In recent years, reperfusion therapies such as intravenous thrombolysis and endovascular thrombectomy for ischaemic stroke have dramatically reduced disability and revolutionised stroke management. Thrombolysis with alteplase is effective when administered to patients with potentially disabling stroke, who are not at high risk of bleeding, within 4.5 hours of the time the patient was last known to be well. Emerging evidence suggests that other thrombolytics such as tenecteplase may be even more effective. Treatment may be possible beyond 4.5 hours in patients selected using brain imaging. Endovascular thrombectomy (via angiography) effectively reduces risk of death or dependency in patients with large vessel occlusion (internal carotid, proximal middle cerebral and basilar arteries) if applied within 6 hours of the time they were last known to be well.

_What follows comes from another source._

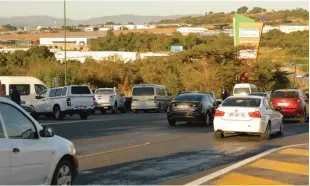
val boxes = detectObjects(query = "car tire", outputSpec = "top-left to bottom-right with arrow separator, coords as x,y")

Endovascular thrombectomy is also beneficial 6-24 hours from the last known well time in selected patients with favourable brain imaging. Thus, some patients with wake-up stroke are now treatable, and protocols for stroke need to include computed tomography (CT) perfusion scan and CT angiography as routine, in addition to the non-contrast CT brain scan. Optimised pre-hospital and emergency department systems (eg, code stroke response teams, pre-notification by ambulance, direct transport from triage to CT scanner) are essential to maximise the benefit of these strongly time-dependent therapies. Telemedicine is increasingly providing specialist guidance for these more complex treatment decisions in rural areas. Important developments in secondary stroke prevention include the use of direct oral anticoagulants or left atrial appendage occlusion for atrial fibrillation, and endovascular closure of patent foramen ovale.

摘要

近年来,针对缺血性脑卒中的再灌注治疗方法,如静脉溶栓和血管内取栓,已显著降低了残疾程度,并彻底改变了脑卒中的治疗模式。在 4.5 小时的时间窗内,对于没有高出血风险且可能致残的脑卒中患者,阿替普酶溶栓治疗是有效的。新出现的证据表明,其他溶栓药物,如替奈普酶,可能更为有效。在使用脑部影像学进行选择的患者中,治疗时间可能超过 4.5 小时。血管内取栓(通过血管造影)在 6 小时内对大血管闭塞(颈内动脉、大脑中动脉近端和基底动脉)的患者有效降低了死亡或依赖的风险。对于具有有利的脑部影像学表现的选择患者,在最后一次已知状态良好的 6-24 小时内,血管内取栓也是有益的。因此,现在一些觉醒性脑卒中患者是可以治疗的,除了非对比 CT 脑部扫描外,脑卒中方案还需要包括 CT 灌注扫描和 CT 血管造影。优化的院前和急诊系统(例如,脑卒中救治小组代码、救护车预先通知、直接从分诊台转运至 CT 扫描仪)对于最大限度地提高这些强烈依赖时间的治疗方法的益处至关重要。远程医疗越来越多地为农村地区更复杂的治疗决策提供专业指导。二级预防的重要进展包括直接口服抗凝剂或左心耳封堵术治疗心房颤动,以及卵圆孔未闭的血管内封堵。